Alabama’s Hunger Sunday emphasis is Sunday, Feb. 20, 2022.
Jon Costa said in food pantry ministry, times are worse than ever.
But the miracles are even greater.
“The miracle is that God sends us the food to give out,” said Costa, who along with his wife, Mary, coordinates the food pantry ministry at The Church at Wills Creek in Gadsden. “The story of the loaves and fishes, it’s happening even now at our church.”
Since 2020, Wills Creek Food Pantry has doubled the amount of food it gives out to members of the community.
‘Do the math’
“Right now, we’re giving out 250 to 300 boxes a week,” Costa said. “Last year we gave out 10,800 boxes.
“There’s a limited amount of money to buy food. You can do the math — 10,800 boxes of food, no one could purchase that.
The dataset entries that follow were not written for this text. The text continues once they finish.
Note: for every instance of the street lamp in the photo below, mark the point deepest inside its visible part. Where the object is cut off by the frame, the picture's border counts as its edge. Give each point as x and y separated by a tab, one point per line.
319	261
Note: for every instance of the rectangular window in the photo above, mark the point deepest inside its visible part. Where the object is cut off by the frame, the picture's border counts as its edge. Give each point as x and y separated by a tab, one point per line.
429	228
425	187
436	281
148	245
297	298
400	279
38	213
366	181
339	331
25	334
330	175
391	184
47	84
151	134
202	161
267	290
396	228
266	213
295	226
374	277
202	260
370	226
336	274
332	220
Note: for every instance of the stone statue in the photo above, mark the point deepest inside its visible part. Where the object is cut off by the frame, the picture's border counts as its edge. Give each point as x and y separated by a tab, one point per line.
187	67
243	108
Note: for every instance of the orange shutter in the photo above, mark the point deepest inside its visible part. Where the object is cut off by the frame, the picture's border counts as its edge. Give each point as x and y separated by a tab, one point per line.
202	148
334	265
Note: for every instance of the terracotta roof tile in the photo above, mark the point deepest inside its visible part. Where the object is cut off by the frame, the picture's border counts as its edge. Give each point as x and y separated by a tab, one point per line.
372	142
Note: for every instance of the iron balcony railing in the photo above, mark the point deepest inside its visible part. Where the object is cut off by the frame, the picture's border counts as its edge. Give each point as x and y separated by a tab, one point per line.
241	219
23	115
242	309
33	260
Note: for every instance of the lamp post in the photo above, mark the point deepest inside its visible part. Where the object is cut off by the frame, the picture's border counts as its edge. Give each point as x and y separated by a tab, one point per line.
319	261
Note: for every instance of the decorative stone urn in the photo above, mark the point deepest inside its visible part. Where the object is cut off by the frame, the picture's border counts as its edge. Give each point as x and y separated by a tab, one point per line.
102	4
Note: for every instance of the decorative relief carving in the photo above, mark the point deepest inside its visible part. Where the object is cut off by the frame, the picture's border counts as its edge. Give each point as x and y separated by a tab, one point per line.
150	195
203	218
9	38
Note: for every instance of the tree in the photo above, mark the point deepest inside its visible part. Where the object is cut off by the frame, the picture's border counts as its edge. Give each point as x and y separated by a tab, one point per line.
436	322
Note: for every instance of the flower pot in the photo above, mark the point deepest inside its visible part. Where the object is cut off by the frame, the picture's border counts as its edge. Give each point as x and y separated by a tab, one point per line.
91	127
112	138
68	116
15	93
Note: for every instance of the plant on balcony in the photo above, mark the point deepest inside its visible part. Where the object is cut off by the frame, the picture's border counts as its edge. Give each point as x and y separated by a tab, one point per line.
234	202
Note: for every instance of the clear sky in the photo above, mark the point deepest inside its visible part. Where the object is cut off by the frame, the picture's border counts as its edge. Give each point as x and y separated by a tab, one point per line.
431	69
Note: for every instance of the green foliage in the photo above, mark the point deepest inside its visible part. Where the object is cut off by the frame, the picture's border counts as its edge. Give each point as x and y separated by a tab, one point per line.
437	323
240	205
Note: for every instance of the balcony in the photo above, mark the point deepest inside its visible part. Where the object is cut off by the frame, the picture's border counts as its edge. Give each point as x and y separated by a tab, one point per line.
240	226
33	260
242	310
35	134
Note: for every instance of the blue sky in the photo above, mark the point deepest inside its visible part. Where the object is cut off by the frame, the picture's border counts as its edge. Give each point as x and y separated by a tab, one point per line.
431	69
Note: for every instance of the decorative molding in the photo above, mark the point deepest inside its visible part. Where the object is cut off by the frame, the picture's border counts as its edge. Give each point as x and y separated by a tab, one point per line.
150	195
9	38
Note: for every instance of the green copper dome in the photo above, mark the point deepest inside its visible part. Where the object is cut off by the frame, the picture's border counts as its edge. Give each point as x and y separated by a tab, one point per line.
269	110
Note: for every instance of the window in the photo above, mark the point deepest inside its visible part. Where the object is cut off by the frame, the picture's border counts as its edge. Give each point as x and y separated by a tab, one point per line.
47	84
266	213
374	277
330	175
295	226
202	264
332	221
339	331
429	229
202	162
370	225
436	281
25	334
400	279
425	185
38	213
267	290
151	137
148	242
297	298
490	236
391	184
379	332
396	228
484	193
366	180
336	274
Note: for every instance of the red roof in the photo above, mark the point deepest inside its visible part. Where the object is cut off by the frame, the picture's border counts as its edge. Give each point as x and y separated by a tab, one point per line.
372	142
It’s God’s provision.”
Part of that comes through funds given to the Alabama Hunger Offering, which will be highlighted statewide Feb. 20, though it’s collected all year.
Kristy Kennedy, an associate in the office of associational missions and church planting of the Alabama Baptist State Board of Missions, said the offering also helps support 43 other ministry centers around the state.
Each year, 25% of the offering stays in Alabama to help people who are food insecure, and the other 75% is sent to Southern Baptists’ International and North American Mission Boards to help feed the hungry across North America and around the world.
A variety of ministries
In Alabama the hands-on ministry, which is funded in part by hunger offering funds, is done by churches, associations, food pantries and after-school ministries for children who don’t have enough food to get through the weekend, Kennedy said.
While Wills Creek Food Pantry uses some of those funds, it also runs on donations, Costa noted.
“Community partners, other church volunteers and Christian ministries provide us with additional food and resources to support us in meeting our guests’ needs,” he explained.
One of those is Dan Fastuca and his V & Me ministry, which also stretches its reach in the state with the help of Alabama Hunger Offering funds. (See story: thealabamabaptist.org/rescued-lion-opens-doors-for-unlikely-alabama-hunger-ministry.)
With all that coming together, Costa — retired director of the Etowah County Department of Human Resources — said Wills Creek Food Pantry is able to provide food on a weekly basis, as well as social services information and free Christian counseling.
Volunteers are a critical help for the food pantry, Costa said.
“A core group of 30 dedicated volunteers has been a tremendous blessing and the reason for the ministry’s impact on our community.”
Those volunteers provide a strong prayer effort as well and try to build relationships and share the gospel with guests. Last year, eight made professions of faith in Christ, and one was baptized.
With the struggles people are facing with the COVID-19 pandemic, the food pantry is “able to minister to folks more than ever before, and we hear of answered prayers as people come back to tell us what God has done through their visits with us,” Costa said.
Making an impact
He recently got a thank-you note from a family who regularly receives food from the ministry.
“The note talks about how difficult their times were — it was an older lady recently widowed whose son has had heart attacks,” Costa said. “They were so grateful for the help we were able to provide.”
He noted it’s been wonderful to see how God has brought everyone together to make the ministry happen, from volunteers who helped out last year to Jason Ellen, founding pastor of Wills Creek who also serves as director of the pantry.
“It’s been wonderful to see people rally around this cause, to have the pastor and the leadership of the church support our efforts,” Costa said. “We couldn’t do it without God working through everyone to meet the needs.”